With rising GDP and increasing per capita income, Indians are not only saving more, but also planning and investing more. No longer new to the domestic investor, Ulips provide standard life cover, as well as transparent and flexible investment options.
Need for flexibility: At different life stages, individuals have very different needs, and varying appetite for risk. An investment product must be adaptable enough to cater to these varying requirements. Traditional insurance plans do not offer this flexibility. However, Ulips can be adapted to meet changing needs.
Flexibility in a long-term plan is very important as individuals’ savings needs and risk profile changes over time. Take a look at how needs change depending on the investor’s stage of life.
» A young, single individual has the ability to try and maximise long-term returns, so makes a higher contribution to equity.
» At age 30-45, there is a need to start saving for the family. Depending on risk tolerance, he will need equity and balanced investment options.
» At age 45-55, risk tolerance could reduce, so balanced and debt funds may be most suitable.
» From age 55, there is a need to protect the investments made. It also becomes important for investments to earn a steady income. Debt-oriented plans are good choices at this stage.
Easy asset allocation: Ulips, compared with traditional life insurance plans, can provide risk cover across asset classes, providing you with a choice of investments suited to life-stage requirements and risk profile. There are even options that offer capital guarantee, which is what risk-averse investors seek.

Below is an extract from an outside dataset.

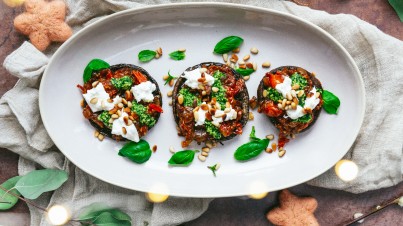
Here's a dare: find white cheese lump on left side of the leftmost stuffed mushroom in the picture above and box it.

With Ulips, you can define your own asset allocation mix and modify your exposure as your needs change. Switching funds across asset classes is permitted a few times a year. This allows for an ability to protect gains with changing risk-appetite and needs.
You can also use Ulips as protection from inflation. Your premium payments and sum assured can be inflation index linked, providing a buffer against the loss in the “real” value of the planned future corpus due to inflation.
Regular savings: Ulips create a disciplined approach to savings through regular premium payments. These plans have clearly defined charge structures and illustrations with fixed return projections. Daily declaration of the net asset value helps you keep track of the policy’s value. Periodic portfolio disclosure also increases transparency.
Finally, Ulips are covered under the exempt-exempt-exempt tax structure, which means premium payments are taxexempt under section 80C. Returns and maturity proceeds are also tax-free under Section 10(10D), subject to conditions.